The consequences of U.S. inaction through the Bush and early Clinton years were terrible. Hundreds of thousands of Bosnians were killed or forced to flee. In the end, shamed by the mass murder of Bosnians in Srebrenica, the U.S. negotiated the Dayton accords and sent forces to help police them — under much less favorable conditions than would have existed years before. Mr. Milosevic, moreover, concluding that the United States was a paper tiger, went on to his campaign of terror in Kosovo. That led to still deeper U.S. military involvement.
The premise of President Bush's decision to ignore the Milosevic aggression when it began in 1991 was that it was a European problem and should be handled by our European allies. But the Europeans will not act without American leadership, as events proved.
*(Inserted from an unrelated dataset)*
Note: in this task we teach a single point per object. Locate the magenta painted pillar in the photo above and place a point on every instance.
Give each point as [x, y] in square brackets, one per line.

The same thinking is evident now in the Bush campaign. Dick Cheney, the vice-presidential nominee, said last month that it was time to consider recalling our ground troops from Bosnia and Kosovo, leaving the job to the Europeans. If we followed that course, the situation in both territories would quickly unravel.
That the United States cannot be "the world's policeman" is an easily accepted slogan. But realistically, there is no substitute for American leadership and involvement if the worst of human horrors are to be stopped. Genocide in Bosnia does not engage our strategic interests as would, say, a threat to our supply of oil. When those two oil men, George W. Bush and Dick Cheney, talk about the vital interests that alone would justify the use of American forces abroad, they may well be thinking precisely of oil.
The odd thing is that Governor Bush and his campaign colleagues talk with great emphasis about the need to build up our armed forces. To do what?
The most frequent threats to peace and stability in the post-cold-war era are arising from internal ethnic, religious and other conflicts. East Timor, Bosnia and Kosovo are all remote from traditional U.S. strategic interests. But if ignored, those conflicts could have destabilized large areas important to us: Indonesia, Southeastern Europe. To turn our heads away is not the course of realism. And there is another consideration that makes the inclinations of George W. Bush unrealistic. Americans do not like to see mass cruelties ignored by the one country that can stop them. Perhaps that is why President Bush, when he and Brent Scowcroft published a book on his foreign- policy record, did not even mention Bosnia. If Americans know that horrors are happening, they are not going to be content with a president who says, "I am not my brother's keeper."